Below is a list of punishments recorded for Colonial Offiences through the courts.
Bread & Water
Head Shaved/Hair Cut
Separate Treatment/Separate Apartments
Confined Cells/Solitary Working Cells
Removed from the District/ Sent or hired, to the interior/assigned to country/not to be assigned to…
Transportation Sentence Extended
Tickets-of-Leave Revoked or Suspended
Existing Sentence Extended
Returned to Government (sometimes this was for medical reasons)
Indulgence Revoked (eg The indulgence of being allowed to attend church to be withdrawn)
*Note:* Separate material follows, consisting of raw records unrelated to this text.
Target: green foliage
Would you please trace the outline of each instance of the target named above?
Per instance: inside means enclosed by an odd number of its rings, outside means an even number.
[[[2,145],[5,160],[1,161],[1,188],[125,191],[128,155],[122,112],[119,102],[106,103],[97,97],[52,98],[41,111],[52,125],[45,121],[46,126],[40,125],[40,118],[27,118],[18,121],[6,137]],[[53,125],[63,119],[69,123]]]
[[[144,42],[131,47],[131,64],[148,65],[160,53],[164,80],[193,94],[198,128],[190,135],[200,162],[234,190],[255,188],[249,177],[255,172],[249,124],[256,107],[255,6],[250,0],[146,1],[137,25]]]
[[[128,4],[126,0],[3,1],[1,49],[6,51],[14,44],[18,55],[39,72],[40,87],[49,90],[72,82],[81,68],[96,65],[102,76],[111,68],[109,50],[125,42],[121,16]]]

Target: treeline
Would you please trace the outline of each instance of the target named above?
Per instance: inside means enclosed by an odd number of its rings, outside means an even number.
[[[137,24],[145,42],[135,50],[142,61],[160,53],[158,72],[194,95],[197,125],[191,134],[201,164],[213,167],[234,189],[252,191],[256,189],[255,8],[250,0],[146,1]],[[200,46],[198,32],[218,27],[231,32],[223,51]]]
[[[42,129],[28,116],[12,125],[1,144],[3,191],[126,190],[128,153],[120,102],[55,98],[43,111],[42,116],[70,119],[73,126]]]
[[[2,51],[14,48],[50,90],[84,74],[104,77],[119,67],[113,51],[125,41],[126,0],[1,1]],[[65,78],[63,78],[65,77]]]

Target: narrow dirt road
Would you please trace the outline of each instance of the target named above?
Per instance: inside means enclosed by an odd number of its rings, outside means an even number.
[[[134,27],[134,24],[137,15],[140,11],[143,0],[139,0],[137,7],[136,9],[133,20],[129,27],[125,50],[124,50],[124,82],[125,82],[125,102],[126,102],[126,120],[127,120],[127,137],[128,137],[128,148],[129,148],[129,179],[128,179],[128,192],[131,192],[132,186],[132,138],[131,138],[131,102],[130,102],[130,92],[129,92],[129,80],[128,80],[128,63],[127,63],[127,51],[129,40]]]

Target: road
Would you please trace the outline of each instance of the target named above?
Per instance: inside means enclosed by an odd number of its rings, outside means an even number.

Lashes (1); a night on Sarah Island; washing 40 men’s shirts a week; wages stopped;
Punishments used by the Female House of Correction:
Solitary Confinement Box
On 19 July 1843, Jane Eskett, who was transported on the Garland Grove, was charged at Cascades Female Factory on the complaint of the Superintendent John Hutchinson with insubordination in openly resisting his lawfully constituted authority on the night of Monday 17 July. Jane pleaded guilty. The case of insubordination was dismissed but she was found guilty of misconduct and received 14 days in solitary confinement. Jane's case is interesting in that John Hutchinson quelled her behaviour by using a gag. At her hearing, the Superintendent stated the following (TAHO, AC480/1/1).
I am the Superintendent of the Female House of Correction, and on Monday last at 12 o'clock in the day there was a considerable noise and uproar proceeding from the cells. I first went Mrs Stewart to beg they would desist and to inform them if they did not I should come to them, Mrs Stewart is one of the Officers of the Establishment. I was obliged to go to them with cuffs & gags the noise proceeded from Eskith no one of the number she was in one of the cells confined under a special order of the Governor. I opened the cell door in which she was confined, her conduct was so riotous I was compelled to put the gag on. I repeatedly advised her to desist, and at last she did, her behaviour was such as to cause insubordination in the Building so I was compelled to remover her. After she confessed her fault I took off the gag and she then commenced most violent language in consequence of a noise in the adjoining cell. Her language was not bad but violent. I was compelled her to removed her to one of cells. Her language was not bad to me personally. She did not continue violent in the next cell. Eskitt's general conduct up to the time of this disturbance has been very good. There about thirty or thirty five women engaged in the disturbance it did not commence with this woman and she was not worse than the rest. She was using violent language at the time I gagged her she did not fight.